Liverpool 4 Portsmouth 1:These are testing times indeed for Liverpool's owners, Tom Hicks and George Gillett. Not only have their grand stadium designs been scaled down amid a struggle to secure funds for whatever might materialise in Stanley Park in 2011 but the gagging order imposed on Rafael Benitez is not as watertight as they had thought.
The Liverpool manager left his recent meeting with the Americans acutely aware that further public criticism of their stewardship would end the job he cherishes. It is not a risk he is prepared to take. However, there are limits to the camouflage over a fundamental division between a manager with lofty ambitions and owners anxious to minimise spending while they pursue their stadium plans. The comfortable trouncing of Portsmouth exposed as much.
This victory illuminated Liverpool's place in the Premier League order. With an average team performance they convincingly defeated a Harry Redknapp side that arrived at Anfield with the best away record in the division.

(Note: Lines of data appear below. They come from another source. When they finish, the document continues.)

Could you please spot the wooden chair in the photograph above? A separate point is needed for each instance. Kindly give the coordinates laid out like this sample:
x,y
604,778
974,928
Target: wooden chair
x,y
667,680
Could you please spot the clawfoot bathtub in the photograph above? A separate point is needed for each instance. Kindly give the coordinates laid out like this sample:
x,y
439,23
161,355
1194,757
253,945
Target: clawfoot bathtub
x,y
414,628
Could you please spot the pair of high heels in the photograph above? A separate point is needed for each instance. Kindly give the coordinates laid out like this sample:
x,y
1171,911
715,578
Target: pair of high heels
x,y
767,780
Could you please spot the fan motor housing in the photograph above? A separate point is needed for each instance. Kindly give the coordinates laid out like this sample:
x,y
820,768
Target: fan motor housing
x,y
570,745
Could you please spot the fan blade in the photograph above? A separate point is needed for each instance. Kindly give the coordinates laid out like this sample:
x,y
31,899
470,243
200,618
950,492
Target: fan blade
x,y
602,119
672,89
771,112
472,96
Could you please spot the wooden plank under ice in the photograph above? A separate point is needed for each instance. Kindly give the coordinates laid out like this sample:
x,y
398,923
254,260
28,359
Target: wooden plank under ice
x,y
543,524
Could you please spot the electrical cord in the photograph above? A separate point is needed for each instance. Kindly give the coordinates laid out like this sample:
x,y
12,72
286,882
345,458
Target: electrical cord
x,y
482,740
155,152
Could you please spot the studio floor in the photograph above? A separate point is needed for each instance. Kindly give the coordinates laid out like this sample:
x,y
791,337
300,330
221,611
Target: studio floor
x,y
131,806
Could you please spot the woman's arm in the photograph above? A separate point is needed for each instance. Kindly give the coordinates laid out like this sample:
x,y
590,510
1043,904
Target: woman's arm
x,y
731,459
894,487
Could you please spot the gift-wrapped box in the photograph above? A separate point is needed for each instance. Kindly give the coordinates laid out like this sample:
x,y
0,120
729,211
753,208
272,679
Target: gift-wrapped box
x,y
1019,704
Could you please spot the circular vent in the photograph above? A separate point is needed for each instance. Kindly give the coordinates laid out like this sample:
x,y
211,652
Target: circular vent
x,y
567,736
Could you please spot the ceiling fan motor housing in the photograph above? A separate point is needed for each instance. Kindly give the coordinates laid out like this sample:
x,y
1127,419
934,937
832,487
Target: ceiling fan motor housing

With a superior display the previous weekend, Liverpool took nothing but deja vu and despondency from Manchester United's visit. How to remedy this repetitive malaise remains Benitez's fiercest challenge. His solution revealed why he remains a thorn for Gillett and Hicks, irrespective of the "misunderstanding" buried in the Anfield boardroom last weekend.
"The difference when you talk about United and Chelsea is top-class players - all of them," he explained, after Fernando Torres destroyed a threatened Portsmouth revival to aid Liverpool's recovery from defeats by United and then, in the League Cup, Chelsea.
"Tactically they were more organised. Physically, technically and tactically they are really good and that's a big difference. We know that, if we want to be closer, we have to do everything almost perfectly because there's a big difference. When you talk about spending £20 million on Torres, how many £20 million players do United have? Four or five. Why do you pay £20 million? Because they are players who can change games. If you have one or two and they have four or five, that could be the difference."
It over-simplifies Liverpool's predicament to suggest money is the only cause or cure for their title aspirations, but this was a crucial win that came as a result of Portsmouth errors but mostly through ambition in the transfer market.
Torres struck his 13th and 14th goals of the season and gave Sol Campbell a torrid afternoon. Yet another top-price player was more influential, Javier Mascherano, and the Argentinian's price continues to test the Americans' promise to sustain success at Anfield.
Unlike the €37 million Torres, Mascherano is not tied to a six-year contract at Liverpool and an agreement to complete his €24-million permanent signing before last month passed without resolution.
The on-loan midfielder wants to stay on Merseyside but, with his future undecided and rival clubs eyeing his rare qualities, Benitez can only hope for a deal to be completed. "I really don't know," he said. "We are working together on a lot of issues and we just have to wait. It's always better to get it done as soon as possible. I have confidence he will stay."
After Torres had pierced Portsmouth's right flank and enabled Harry Kewell to cross for Yossi Benayoun to open the scoring, Mascherano came to the fore. An interception began the move that finished with a ludicrous own-goal from Sylvain Distin and, after Benjani Mwaruwari had reduced the arrears and unnerved Liverpool, a probing through-ball from the midfielder resulted in Torres' clinical finish for the third. The striker's late volley from a Steven Gerrard header polished an impressive result from an otherwise flat game.
Mascherano's destructive quality truly damaged Portsmouth, however, with one flying leap across Pape Bouba Diop reminiscent of a cheetah felling an antelope. "Mascherano is the kind of player you want as a holding midfielder," added Benitez. "He doesn't need to score a lot of goals, just give balance for the rest of the team." And a headache to Gillett and Hicks.